By 1983, the discovery that 39 native species in the garden were rare or endangered species led to the creation of the Seed Bank for Rare and Endangered Species of the Pacific Northwest. This was thought to be the first seed bank in the U.S. devoted entirely to preserving rare native plants. The seed bank consists of more than 14,000 accessions (packages of seed) from more than 300 rare or endangered plants of the Pacific Northwest.

The garden and home at the garden were added to the National Register of Historic Places in December 2002 as the Rae Selling Berry Garden and House. In January 2010, The Friends, citing financial problems, decided to sell the garden but to preserve the conservation program with help from Portland State University (PSU).

==Collections==

The garden continued to develop after it became a nonprofit organization. Its major collections included primulas (commonly called primroses), many of which started from seeds from Asian plant expeditions augmented by international seed exchanges. Primroses are found mainly in mountainous parts of the Northern Hemisphere. Berry produced several varieties of her own including "Snow Lady" and "Purple Spark".

Another major collection consisted of high-mountain alpine and subalpine plants. Keeping the most delicate specimens in cold frames or in log beds behind the house, Berry expanded her collection through exchanges with other gardeners, her own expeditions, and from plant explorers in Asia. The log-bed section of the garden gave way after 1980 to a rock garden with an alpine bog. Insiders' Guide to Portland calls it "the largest public rock garden on the West Coast".

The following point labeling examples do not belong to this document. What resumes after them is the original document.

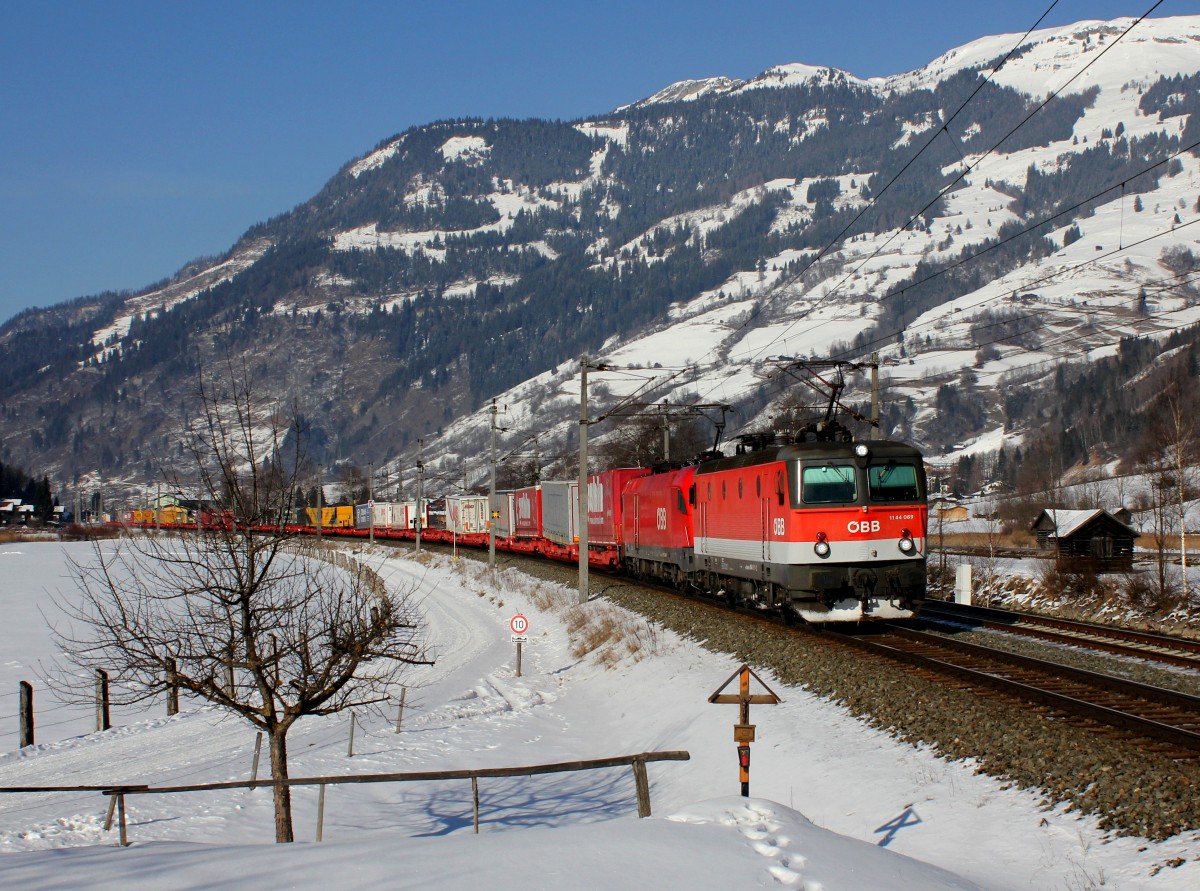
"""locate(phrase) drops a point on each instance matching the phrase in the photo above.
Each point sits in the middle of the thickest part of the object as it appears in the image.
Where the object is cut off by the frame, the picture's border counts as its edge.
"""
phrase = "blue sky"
(138, 136)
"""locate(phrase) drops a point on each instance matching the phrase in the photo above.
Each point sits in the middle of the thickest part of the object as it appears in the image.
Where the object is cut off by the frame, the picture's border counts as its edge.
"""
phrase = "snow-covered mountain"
(1013, 207)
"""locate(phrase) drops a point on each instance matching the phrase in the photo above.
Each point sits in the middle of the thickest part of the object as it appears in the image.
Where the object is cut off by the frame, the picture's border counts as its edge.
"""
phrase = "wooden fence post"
(400, 712)
(258, 751)
(102, 710)
(120, 819)
(172, 688)
(108, 817)
(27, 713)
(321, 812)
(642, 784)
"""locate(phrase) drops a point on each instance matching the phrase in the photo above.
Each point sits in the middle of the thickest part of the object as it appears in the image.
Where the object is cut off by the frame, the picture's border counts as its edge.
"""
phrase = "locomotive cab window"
(827, 484)
(893, 482)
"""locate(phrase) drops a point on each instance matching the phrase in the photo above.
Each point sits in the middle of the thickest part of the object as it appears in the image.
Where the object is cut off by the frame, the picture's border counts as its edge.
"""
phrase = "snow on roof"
(1067, 522)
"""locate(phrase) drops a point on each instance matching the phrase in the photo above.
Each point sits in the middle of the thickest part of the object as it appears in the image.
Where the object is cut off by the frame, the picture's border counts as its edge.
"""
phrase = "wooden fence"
(118, 793)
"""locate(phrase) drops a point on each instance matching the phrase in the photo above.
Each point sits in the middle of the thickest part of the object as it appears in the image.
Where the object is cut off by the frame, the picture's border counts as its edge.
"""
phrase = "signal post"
(743, 730)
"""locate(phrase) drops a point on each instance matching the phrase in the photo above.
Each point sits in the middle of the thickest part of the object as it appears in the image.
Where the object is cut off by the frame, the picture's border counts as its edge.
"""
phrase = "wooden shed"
(1086, 539)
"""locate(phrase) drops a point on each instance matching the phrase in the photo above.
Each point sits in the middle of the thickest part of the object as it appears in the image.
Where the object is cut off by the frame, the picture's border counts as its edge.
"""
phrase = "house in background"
(1086, 540)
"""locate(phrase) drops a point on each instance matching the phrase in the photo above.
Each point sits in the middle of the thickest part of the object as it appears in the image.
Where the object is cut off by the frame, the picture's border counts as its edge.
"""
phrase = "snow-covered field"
(835, 805)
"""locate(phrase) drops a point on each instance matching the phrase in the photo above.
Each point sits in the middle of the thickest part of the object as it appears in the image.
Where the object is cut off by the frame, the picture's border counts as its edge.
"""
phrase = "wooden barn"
(1093, 540)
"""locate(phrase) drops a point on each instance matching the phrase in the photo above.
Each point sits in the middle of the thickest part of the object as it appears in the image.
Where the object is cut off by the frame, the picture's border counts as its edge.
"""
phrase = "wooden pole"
(258, 752)
(474, 791)
(321, 813)
(103, 715)
(120, 819)
(642, 783)
(582, 507)
(172, 688)
(27, 713)
(108, 817)
(400, 712)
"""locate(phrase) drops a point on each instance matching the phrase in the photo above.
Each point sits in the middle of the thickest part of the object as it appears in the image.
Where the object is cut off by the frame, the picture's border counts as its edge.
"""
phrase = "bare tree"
(239, 613)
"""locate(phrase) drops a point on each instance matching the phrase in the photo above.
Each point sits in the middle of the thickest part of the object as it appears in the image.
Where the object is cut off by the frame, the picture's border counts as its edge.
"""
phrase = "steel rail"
(1158, 647)
(1073, 704)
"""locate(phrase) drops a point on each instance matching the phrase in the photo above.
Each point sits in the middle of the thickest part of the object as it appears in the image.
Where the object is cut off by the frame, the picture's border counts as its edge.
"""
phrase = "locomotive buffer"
(743, 731)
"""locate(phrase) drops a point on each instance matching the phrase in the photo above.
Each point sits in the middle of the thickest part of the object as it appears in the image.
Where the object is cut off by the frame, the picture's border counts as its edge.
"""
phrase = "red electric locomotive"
(831, 531)
(657, 526)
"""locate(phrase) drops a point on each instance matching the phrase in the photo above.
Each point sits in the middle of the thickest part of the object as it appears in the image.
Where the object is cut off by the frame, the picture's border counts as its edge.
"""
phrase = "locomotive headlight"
(822, 546)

Rhododendrons made up a third major collection. Many of the seeds, acquired from plant explorers in Asia, began their lives on the Berry family's prior home in Irvington and were transplanted to the garden. Berry's collection grew to include more than 2,000 specimens representing 160 species. Dwarf species grew in the rock garden, and two species, R. decorum and R. calophytum, formed a forest of more than 150 mature plants.

Native plants from the Pacific Northwest comprised a fourth major collection, which included about 200 of the roughly 5,000 native plants in the region. These plants were found in all parts of the garden, especially along a native-plant trail, in the rock garden, and in the water garden.

Lilies made up a fifth major collection started in 1979 when the garden's board of directors decided to provide sanctuary for many species of the genus Lilium found in the wild in the Northwest and along the West Coast. The lilies were stored as seed or planted in suitable locations throughout the garden.